Reckitt Benckiser Stock Faces ‘Show Me’ Test After Q1 Sales Miss, UBS and Berenberg Split

April 27, 2026
Reckitt Benckiser Stock Faces ‘Show Me’ Test After Q1 Sales Miss, UBS and Berenberg Split

London, April 27, 2026, 17:03 BST

  • UBS stuck with its Buy rating on Reckitt Benckiser and left the target at 7,400p. Berenberg, after last week’s first-quarter miss, took the target down to 5,179p but didn’t budge from Hold.
  • Reckitt slipped 1.09% to 4,721p late Monday in London, the stock weighed down by sluggish cold-and-flu product demand and persistent concerns about margins.
  • Investors are weighing if Dettol, Durex and Mucinex maker Reckitt can still deliver on its 2026 growth goal, as oil prices climb, sanctions on Russia linger, China tweaks its tax rules, and turbulence continues in the Middle East.

Analyst sentiment on Reckitt Benckiser Group plc split on Monday. UBS flagged nearly 60% upside on total return, but over at Berenberg, the price target came down. All this follows a first-quarter update that rattled investors’ confidence in the British consumer goods company.

The split is significant—Reckitt shares don’t have much cushion left. By 16:45 in London, the stock was down 1.09% at 4,721p, now sitting below where it was before last week’s sales miss, and weaker than the broader household goods sector.

Reckitt wants investors to look past a lackluster opening quarter. The company’s core business delivered just 1.3% like-for-like net revenue growth, well shy of the 2.9% analysts were looking for, according to a poll put together by Reckitt. Like-for-like sales—excluding currency fluctuations and portfolio tweaks—aim to reflect the true picture of ongoing trade.

UBS stuck with its Buy rating and 7,400p price target after sitting down with finance chief Shannon Eisenhardt, pointing to management’s confidence in hitting 2026 goals.
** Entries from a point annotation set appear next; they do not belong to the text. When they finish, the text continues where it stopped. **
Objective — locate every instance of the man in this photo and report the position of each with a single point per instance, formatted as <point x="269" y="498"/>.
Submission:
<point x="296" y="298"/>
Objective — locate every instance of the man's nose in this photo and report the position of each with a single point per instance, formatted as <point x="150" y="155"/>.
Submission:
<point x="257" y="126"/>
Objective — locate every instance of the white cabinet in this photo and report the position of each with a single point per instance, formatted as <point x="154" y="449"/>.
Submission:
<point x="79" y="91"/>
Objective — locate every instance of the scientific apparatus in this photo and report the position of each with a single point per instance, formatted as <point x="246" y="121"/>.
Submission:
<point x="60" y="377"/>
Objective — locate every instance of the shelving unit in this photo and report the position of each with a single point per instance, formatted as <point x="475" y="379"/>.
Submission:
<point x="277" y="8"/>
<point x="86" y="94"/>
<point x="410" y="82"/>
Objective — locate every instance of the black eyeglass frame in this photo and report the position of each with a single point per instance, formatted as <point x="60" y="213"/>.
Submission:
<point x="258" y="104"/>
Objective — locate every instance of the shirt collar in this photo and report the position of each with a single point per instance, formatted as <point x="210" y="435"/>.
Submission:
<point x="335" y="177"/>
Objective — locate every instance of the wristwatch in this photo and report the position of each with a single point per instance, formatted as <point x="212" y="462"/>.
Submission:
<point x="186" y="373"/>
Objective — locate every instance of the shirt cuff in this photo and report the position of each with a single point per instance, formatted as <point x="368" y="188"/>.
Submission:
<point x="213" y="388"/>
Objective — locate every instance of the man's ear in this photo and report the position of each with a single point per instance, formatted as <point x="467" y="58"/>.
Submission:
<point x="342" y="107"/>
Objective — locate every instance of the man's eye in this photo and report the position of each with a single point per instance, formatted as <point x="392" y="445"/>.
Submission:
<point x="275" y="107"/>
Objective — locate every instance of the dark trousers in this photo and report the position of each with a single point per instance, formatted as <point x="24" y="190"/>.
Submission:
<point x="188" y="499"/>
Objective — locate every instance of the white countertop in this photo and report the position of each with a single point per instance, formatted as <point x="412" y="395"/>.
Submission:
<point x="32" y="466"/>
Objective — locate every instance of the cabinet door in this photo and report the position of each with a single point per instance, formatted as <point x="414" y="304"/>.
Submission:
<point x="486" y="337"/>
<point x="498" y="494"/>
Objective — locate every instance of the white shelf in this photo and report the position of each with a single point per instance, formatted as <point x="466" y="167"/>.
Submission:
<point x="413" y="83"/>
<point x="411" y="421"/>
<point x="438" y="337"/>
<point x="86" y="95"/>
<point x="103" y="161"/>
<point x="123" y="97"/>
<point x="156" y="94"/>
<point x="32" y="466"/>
Still, the bank called Reckitt a “show me story”—trust isn’t there yet, it said, according to Proactive Investors. Proactiveinvestors UK

Berenberg landed on the cautious end of the spectrum, trimming its price target for the stock to 5,179p from 5,442p, maintaining a Hold. The German bank flagged a lackluster first quarter in all three regions, citing setbacks from Russia sanctions, turbulence in the Middle East, sluggish Durex demand in China, and more aggressive promos from rivals.

Chief Executive Kris Licht reported last week that Core Reckitt posted a 1.3% gain in like-for-like sales, rising to 3.1% if seasonal over-the-counter medicines are left out. The group is sticking with its revenue growth forecast for 2026. Over-the-counter products—like Mucinex, Nurofen, and Strepsils—remain a core category for Reckitt, sold without prescription.

Growth sharply diverged by region: emerging markets jumped 7.6%, yet Europe dropped 4.2% and North America edged down 0.9%. Group IFRS net revenue slid 11.8% to 3.25 billion pounds, factoring in currency effects and the sale of Essential Home.

Investors and analysts aren’t blindsided by the risk. Harsharan Mann, who leads the consumer sector hub at Aviva Investors, called the data “broad-based muted growth.” JPMorgan’s Celine Pannuti, for her part, pointed to Reckitt’s second-quarter emerging-markets guidance as reason to question whether annual goals are realistic. Reuters

Competition isn’t letting up. Procter & Gamble flagged a potential $1 billion bump to fiscal 2027 costs from pricier crude. Nestlé and Danone are seeing a bit of volume bounce, but if prices tick up, they’ll run into the same consumer pressure.

Reckitt isn’t hiding the challenges. The group flagged that first-half margins will come in roughly 200 basis points below last year’s level, and noted that higher commodity prices could squeeze household spending if they persist. A basis point equals one one-hundredth of a percentage point.

Russia’s posing fresh headaches. Reckitt’s Russian division is scrambling to create new hygiene products and file patents, following tighter EU sanctions that have squeezed sections of its household care and germ protection lines, the company told Reuters.

China remains tricky. Durex sales took a hit this quarter after a fresh 13% value-added tax on condoms and contraceptive pills. Then there was a viral warning from Karex, a Malaysian supplier, about possible condom price hikes—Chinese social media picked it up fast, stirring talk of demand risk in a market Reckitt counts on for growth.

The bulls are looking to a smoother Q2, product launches, and ongoing momentum in India and China. Bears have a more straightforward line: higher oil, weak cold-and-flu sales, or protracted war and sanctions could mean Monday’s target cuts aren’t done yet.